April 20, 2024

DealBook: A Financier’s Farewell to Trichet

Sebastien Pirlet/ReutersJean-Claude Trichet, president of the European Central Bank.

LONDON — At least one financier will not be sad to see the European Central Bank president, Jean-Claude Trichet, retire this month.

In an unusual step, Edouard Carmignac, founder and chairman of the French money manager Carmignac Gestion, took out full-page ads on Wednesday in four newspapers to deliver an open letter to Mr. Trichet that starts: “Farewell, you certainly won’t be missed!”

The publications in The Financial Times of London, Spain’s El Pais and the French newspapers Le Figaro and Le Monde, come a day before Mr. Trichet is expected to chair his final meeting of the E.C.B. committee and hand over the job to Mario Draghi at the end of the month.

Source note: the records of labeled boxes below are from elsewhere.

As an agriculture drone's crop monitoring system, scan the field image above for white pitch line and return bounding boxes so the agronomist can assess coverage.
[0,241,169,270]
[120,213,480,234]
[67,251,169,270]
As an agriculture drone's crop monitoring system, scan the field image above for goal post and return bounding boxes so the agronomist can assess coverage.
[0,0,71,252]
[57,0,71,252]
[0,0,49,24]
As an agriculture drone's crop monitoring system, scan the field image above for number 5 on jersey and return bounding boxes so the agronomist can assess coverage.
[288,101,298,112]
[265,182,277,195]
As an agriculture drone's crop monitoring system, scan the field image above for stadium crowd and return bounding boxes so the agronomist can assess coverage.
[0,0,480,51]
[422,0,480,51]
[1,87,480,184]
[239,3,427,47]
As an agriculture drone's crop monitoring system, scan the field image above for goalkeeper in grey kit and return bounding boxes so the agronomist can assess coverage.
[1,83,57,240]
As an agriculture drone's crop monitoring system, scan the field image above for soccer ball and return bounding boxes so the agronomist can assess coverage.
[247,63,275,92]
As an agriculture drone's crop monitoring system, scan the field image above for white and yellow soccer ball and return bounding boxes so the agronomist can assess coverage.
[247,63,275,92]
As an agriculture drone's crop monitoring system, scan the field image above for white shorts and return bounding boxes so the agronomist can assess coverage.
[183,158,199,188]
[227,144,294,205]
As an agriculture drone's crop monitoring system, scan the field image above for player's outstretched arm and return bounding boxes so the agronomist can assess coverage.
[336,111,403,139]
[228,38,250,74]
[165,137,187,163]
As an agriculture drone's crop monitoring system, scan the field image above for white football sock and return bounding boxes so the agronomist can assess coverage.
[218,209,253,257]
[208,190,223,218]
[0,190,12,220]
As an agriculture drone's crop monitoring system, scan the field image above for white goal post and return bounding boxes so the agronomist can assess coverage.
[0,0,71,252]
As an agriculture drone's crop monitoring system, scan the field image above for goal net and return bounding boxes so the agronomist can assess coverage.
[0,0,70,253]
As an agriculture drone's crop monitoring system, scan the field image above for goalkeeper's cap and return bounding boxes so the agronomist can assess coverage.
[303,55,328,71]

In the letter, Mr. Carmignac asked Mr. Trichet to cut the interest rate to 0 percent from 1.5 percent and pledge to “purchase unlimited amounts of distressed countries’ sovereign debt.” Such purchases would not accelerate inflation but “merely lessen the strength of the powerful deflationary forces” while also pushing down the euro, Mr. Carmignac wrote.

“But wouldn’t a weak euro be preferable to no euro at all?” he argued in the letter.

Mr. Carmignac also accused Mr. Trichet of worsening “the impact of the 2008 crisis by underestimating its scale and, more recently, endangered the euro with ill-considered rate hikes and clearly inadequate support for the debt of weakened European countries.”

“The situation is serious and calls for immediate actions,” Mr. Carmignac wrote. “The vicissitudes of the European construction imply that neither politicians nor any institution but the E.C.B. is in a position to act decisively. Hence, the formidable task of filling this role is yours. I sincerely hope that the zealous senior civil servant we all know will reveal himself a true statesman.”

Mr. Carmignac founded Carmignac Gestion in 1989 and is known for generating large returns by making bold bets on stocks in 2008, when many of his rivals struggled. Carmignac Gestion has almost 50 billion euros ($66 billion) of assets under management across its 19 funds.